The seats get blue perforated inserts, embossed American flags, and red-and-white stitching. There’s also a red, white, and blue stitched steering wheel, Demonic Red seat belts, and forged carbon-fiber trim.
Outside, the America250 wears star-pattern dual stripes with blue tracer accents, America250 fender decals, and 20-inch Black Noise wheels. The full patriotic treatment is most obvious on White Knuckle-painted models, where the stripe package is exclusive, but buyers can also choose Red Oxide, Night Moves blue, Destroyer Gray, or Diamond Black.
V6 And V8 Lineup
Underneath the stars-and-stripes makeover, it’s still the same Durango buyers have known for years. The base GT Plus AWD uses Dodge’s 3.6-liter Pentastar V6 with 295 hp (220 kW) and 260 lb-ft (352 Nm).

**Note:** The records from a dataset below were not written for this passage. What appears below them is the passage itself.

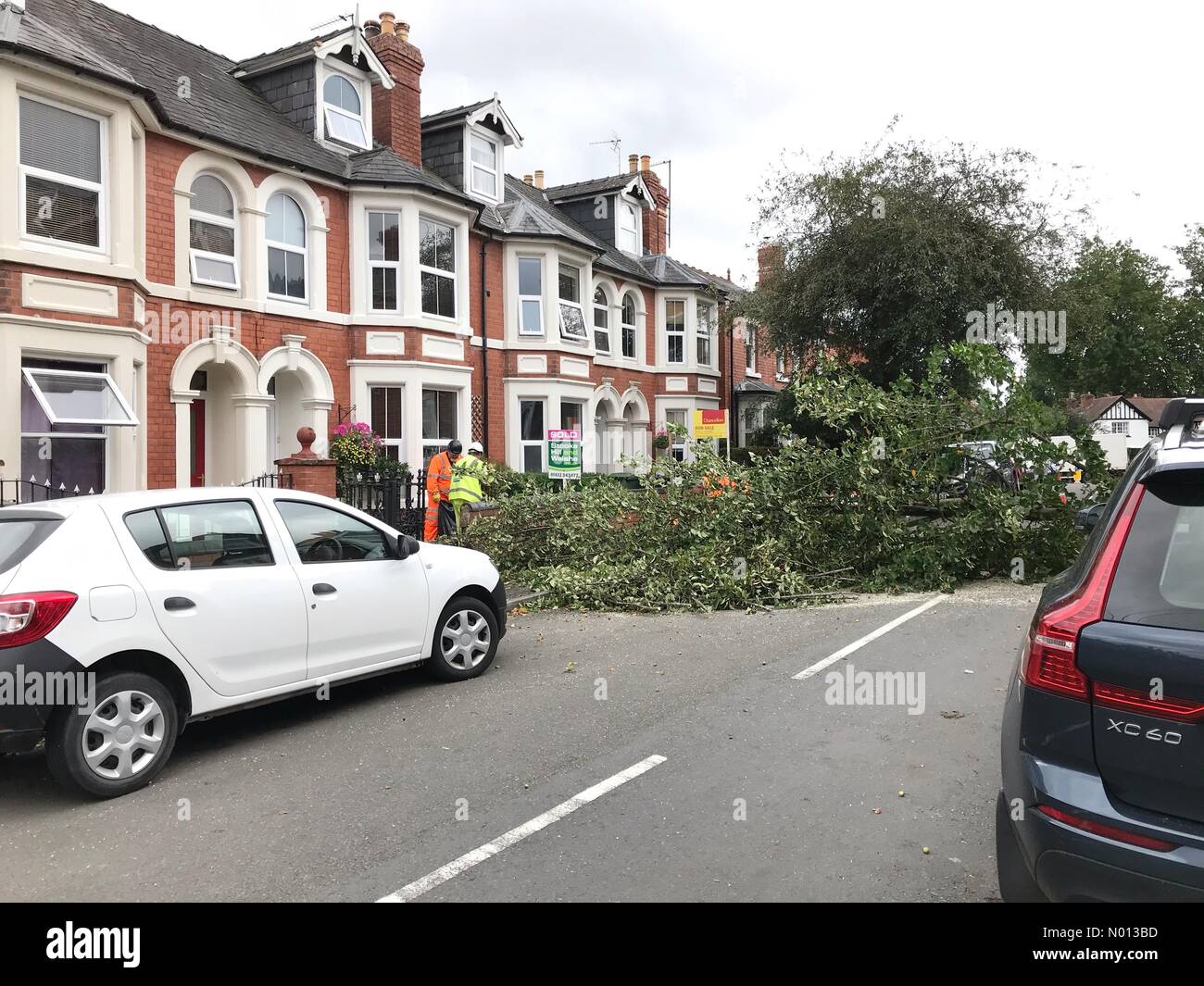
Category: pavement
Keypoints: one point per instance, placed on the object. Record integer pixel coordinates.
(602, 757)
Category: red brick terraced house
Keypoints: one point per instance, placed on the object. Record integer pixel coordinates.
(199, 256)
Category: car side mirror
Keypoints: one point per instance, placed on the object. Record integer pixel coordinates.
(1088, 517)
(404, 547)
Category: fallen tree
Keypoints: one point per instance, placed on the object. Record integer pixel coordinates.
(887, 497)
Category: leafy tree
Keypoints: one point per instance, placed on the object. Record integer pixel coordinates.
(1127, 330)
(885, 255)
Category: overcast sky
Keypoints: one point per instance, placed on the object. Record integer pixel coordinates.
(722, 89)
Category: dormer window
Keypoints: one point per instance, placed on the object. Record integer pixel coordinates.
(344, 111)
(484, 167)
(629, 229)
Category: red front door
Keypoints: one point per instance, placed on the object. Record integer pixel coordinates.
(196, 430)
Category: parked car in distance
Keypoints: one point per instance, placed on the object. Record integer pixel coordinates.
(1103, 726)
(182, 605)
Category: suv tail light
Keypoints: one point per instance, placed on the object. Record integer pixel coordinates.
(1050, 662)
(29, 617)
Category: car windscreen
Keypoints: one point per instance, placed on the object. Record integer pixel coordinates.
(19, 537)
(1160, 580)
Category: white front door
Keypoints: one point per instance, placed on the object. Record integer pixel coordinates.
(223, 592)
(364, 607)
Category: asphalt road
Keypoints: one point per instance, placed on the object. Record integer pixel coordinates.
(767, 791)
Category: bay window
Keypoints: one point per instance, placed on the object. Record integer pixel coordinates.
(531, 435)
(601, 321)
(384, 261)
(629, 328)
(344, 112)
(572, 318)
(287, 252)
(437, 268)
(61, 175)
(530, 296)
(674, 330)
(212, 235)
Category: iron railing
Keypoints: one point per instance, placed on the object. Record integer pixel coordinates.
(400, 501)
(13, 492)
(271, 481)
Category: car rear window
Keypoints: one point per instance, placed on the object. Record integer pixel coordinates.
(1160, 580)
(20, 537)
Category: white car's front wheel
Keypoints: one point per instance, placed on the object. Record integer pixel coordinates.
(119, 744)
(465, 640)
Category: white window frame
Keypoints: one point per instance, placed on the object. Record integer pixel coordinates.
(25, 171)
(129, 420)
(624, 206)
(672, 333)
(605, 307)
(215, 220)
(364, 119)
(444, 440)
(537, 299)
(397, 443)
(486, 136)
(454, 273)
(288, 248)
(578, 305)
(388, 265)
(631, 325)
(709, 335)
(542, 443)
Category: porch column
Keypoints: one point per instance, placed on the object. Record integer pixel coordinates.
(251, 436)
(182, 400)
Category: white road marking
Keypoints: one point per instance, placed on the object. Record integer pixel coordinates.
(480, 855)
(867, 640)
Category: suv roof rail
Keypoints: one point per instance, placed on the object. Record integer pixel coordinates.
(1178, 418)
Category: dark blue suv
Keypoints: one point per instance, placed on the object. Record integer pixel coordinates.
(1103, 730)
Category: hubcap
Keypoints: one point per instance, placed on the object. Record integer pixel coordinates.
(123, 734)
(465, 640)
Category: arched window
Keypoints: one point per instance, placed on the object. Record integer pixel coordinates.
(212, 236)
(629, 328)
(601, 321)
(287, 253)
(344, 111)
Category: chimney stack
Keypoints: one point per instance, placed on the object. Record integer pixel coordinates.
(396, 112)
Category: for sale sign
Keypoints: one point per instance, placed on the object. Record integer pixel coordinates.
(710, 424)
(565, 453)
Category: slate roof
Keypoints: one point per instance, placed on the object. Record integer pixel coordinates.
(104, 43)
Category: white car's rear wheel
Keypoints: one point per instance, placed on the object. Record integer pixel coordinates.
(465, 640)
(120, 743)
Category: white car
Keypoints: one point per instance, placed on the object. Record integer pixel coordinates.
(123, 617)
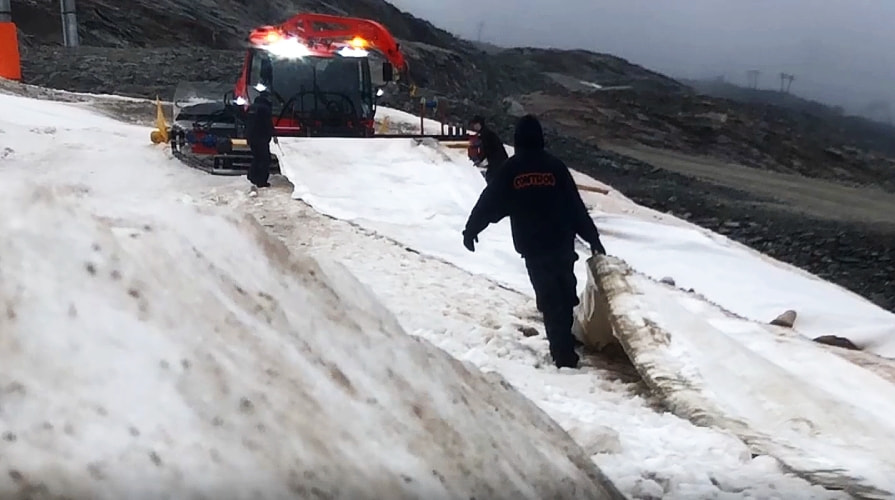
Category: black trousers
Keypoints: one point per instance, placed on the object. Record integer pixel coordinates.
(259, 171)
(554, 282)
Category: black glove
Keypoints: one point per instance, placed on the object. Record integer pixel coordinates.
(469, 241)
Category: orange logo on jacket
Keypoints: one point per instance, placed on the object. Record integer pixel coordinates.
(535, 179)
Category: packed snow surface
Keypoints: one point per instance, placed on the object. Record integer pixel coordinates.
(421, 196)
(438, 291)
(831, 419)
(152, 349)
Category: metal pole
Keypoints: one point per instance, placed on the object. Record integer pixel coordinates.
(69, 23)
(5, 11)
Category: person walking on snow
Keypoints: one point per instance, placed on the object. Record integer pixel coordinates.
(259, 132)
(536, 190)
(490, 148)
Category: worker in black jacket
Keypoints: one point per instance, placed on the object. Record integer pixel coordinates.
(537, 191)
(259, 131)
(490, 148)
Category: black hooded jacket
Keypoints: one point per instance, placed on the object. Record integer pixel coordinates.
(259, 121)
(537, 191)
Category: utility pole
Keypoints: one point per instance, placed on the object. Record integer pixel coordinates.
(69, 23)
(785, 82)
(752, 76)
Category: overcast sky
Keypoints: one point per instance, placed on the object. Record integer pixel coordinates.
(839, 50)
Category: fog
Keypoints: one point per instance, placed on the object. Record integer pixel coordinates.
(840, 51)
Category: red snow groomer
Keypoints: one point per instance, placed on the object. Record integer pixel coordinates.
(324, 74)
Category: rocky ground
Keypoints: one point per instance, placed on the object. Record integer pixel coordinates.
(589, 103)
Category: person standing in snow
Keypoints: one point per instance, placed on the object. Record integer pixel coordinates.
(489, 148)
(259, 132)
(537, 191)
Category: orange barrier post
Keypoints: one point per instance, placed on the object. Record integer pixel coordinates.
(10, 62)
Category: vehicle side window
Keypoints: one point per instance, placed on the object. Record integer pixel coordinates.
(254, 75)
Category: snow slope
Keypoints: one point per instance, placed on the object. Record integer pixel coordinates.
(649, 454)
(150, 349)
(831, 419)
(422, 195)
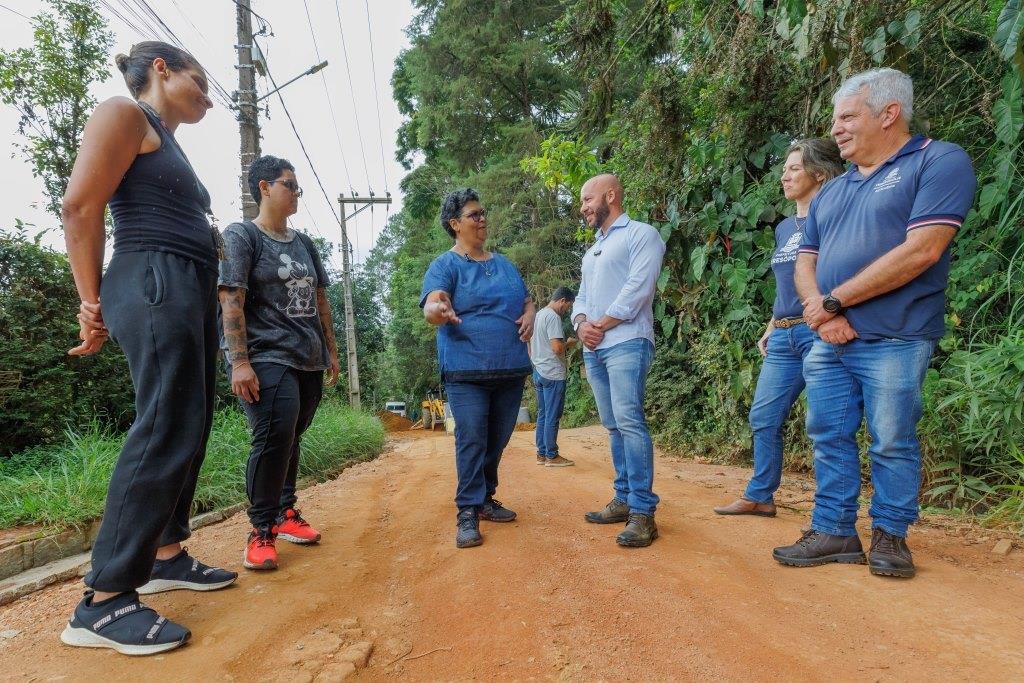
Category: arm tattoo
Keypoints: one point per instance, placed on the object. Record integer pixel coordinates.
(327, 323)
(232, 306)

Buyers who still think an American celebration should come with eight cylinders can step up to the GT HEMI Plus or GT HEMI Premium, both powered by a 5.7-liter V8 making 360 hp (268 kW).
Here’s the interesting part: the V8-powered GT HEMI Plus starts at $51,270. That’s only $1,680 more than the V6 model, which starts at $49,590. In a world where automakers often charge thousands more for appearance packages alone, that feels almost reasonable. Orders open in early April.
While the Durango itself is now old enough to have a learner’s permit, Dodge clearly isn’t done squeezing a few more special editions out of it just yet.